The phenomenon saw the price of GDP drop to between 1.10 and 1.20 from its previous 1.26, sending shockwaves through the financial markets. The effect was felt across all sterling crosses, with major pairings like the EUR/GBP, GBP/AUD, and GBP/JPY combinations each displaying rapid movement.
Here, we look at what catalysed this strange occurrence, and whether this is a trend that we can expect to see repeating itself in the future…
What Caused the Flash Crash?
One point that has left commentators, brokers, and traders alike scratching their heads in bafflement is the cause of the flash crash. It seemed to come out of nowhere, with no identifiable catalyst to trigger such dramatic movement.
Early commentary identified three main causes: negative comments from the President of France, Francois Hollande; rogue algorithms; and a fat finger order. However, none of these seemed to account for such movements in and of themselves, leaving spectators with no satisfactory answer.
So could any of these suggestions provide a starting point when it comes to reaching a final sterling conclusion? The answer is not a simple one, and the truth is that though each of them could have contributed, not one of them could have had such an impact in isolation. Thus, they cannot be held responsible for the flash crash.
How Did the Flash Crash Happen?
According to experts FxPro, flash crashes are caused by a number of factors working in tandem with each other. They require a perfect storm of events to catalyse them: a trigger, exceptionally low liquidity, market making algorithms, and large stop orders. If any one of these is absent, the bomb will not explode.
Liquidity is arguably the key component in these situations.
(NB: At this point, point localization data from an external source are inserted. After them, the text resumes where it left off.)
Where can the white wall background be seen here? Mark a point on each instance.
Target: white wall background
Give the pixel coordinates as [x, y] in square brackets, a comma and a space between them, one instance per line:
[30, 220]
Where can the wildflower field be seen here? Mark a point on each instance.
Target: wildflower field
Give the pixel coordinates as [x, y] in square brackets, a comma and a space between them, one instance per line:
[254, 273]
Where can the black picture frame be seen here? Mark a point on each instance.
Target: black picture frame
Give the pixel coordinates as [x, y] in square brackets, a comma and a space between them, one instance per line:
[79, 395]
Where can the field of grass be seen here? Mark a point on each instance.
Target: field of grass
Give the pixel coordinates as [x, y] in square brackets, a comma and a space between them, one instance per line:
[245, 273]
Should the trigger arise under ordinary market conditions, there might be a correlating market move, but the depth of liquidity and behaviour of market participants would typically absorb any extreme adverse effects.
Where such liquidity is absent, problems begin to arise, and this is what we saw on Friday 7th October. Largely, this was down to sheer ill luck, with the lack of liquidity attributable to the early hour.
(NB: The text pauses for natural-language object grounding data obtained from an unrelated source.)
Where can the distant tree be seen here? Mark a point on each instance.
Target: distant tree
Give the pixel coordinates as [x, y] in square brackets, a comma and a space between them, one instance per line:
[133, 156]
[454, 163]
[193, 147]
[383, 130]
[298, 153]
The result was catastrophic for sterling. The initial reaction triggered orders that could not be matched at contemporary market prices. This meant that they had to begin matching with bids or offers that were further and further from their real market value.
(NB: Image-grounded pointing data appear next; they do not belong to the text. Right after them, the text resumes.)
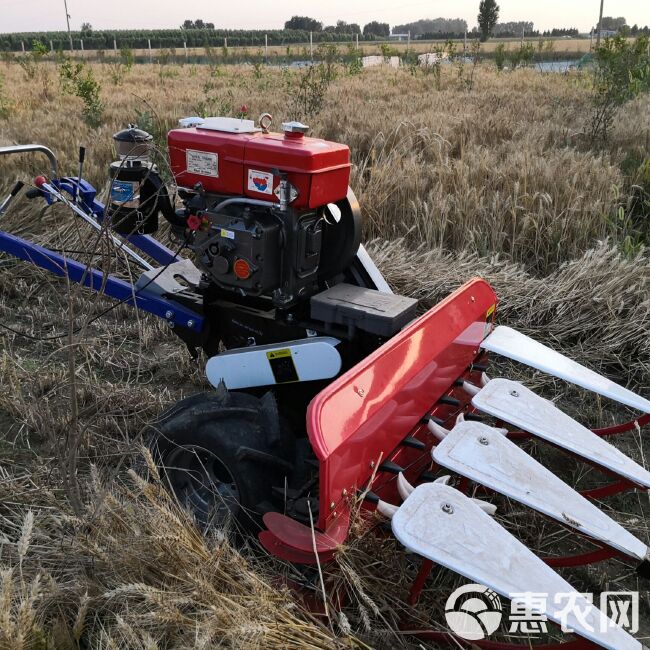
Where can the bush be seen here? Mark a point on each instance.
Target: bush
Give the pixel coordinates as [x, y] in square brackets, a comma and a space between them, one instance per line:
[500, 56]
[29, 62]
[5, 105]
[78, 80]
[622, 72]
The phenomena witnessed quickly spiralled. Algorithms kicked into action, directly responding to these dramatic market movements. They attempted to utilise the rapidly gathering momentum in order to take a few pips out of the move for themselves, and in doing so moved the market in an ever more drastic direction.
The effects of this were exacerbated once again when large stop orders began to be triggered. When hit, these sent further large market orders, snowballing until numerous orders had been wiped out.
Could a Second Flash Crash Occur?
The flash crash we saw was catastrophic for the value of sterling, yet it was not necessarily an isolated event. As much as we would like to be able to say that it was a one off, it was a symptom of a flawed system – a system that could easily misfire a second time.
The only way to entirely prevent a repeat would be by fundamentally amending the rules of trading. Working within the current framework, it does not matter whether brokers or liquidity providers claim to have developed solutions: they have not, because they cannot.
Unfortunately, replicating futures exchanges does not seem to offer a viable remedy either. Although many of these have successfully implemented circuit breakers, the currency markets trade from too many separate venues to make such an approach successful.
How Can You Prepare for Flash Crashes?
The flash crash involving the British pound helped to demonstrate a significant flaw in the currency trading system; one that we all must go to pains to combat.
For brokers, this means developing systems capable of keeping time with rapid market movements. These must be able to trigger all orders correctly irrespective of the speed of market happenings. As an additional measure, a capital buffer to absorb the most extreme scenarios is also advisable.
For traders, the main way to guard against disaster is by adopting a long-term view on low leverage. You must ensure that your long position puts you at no risk of being stopped out should a second flash crash occur, so that your success on the currency markets is not jeopardised by a simple and almost impossible to predict twist of fate.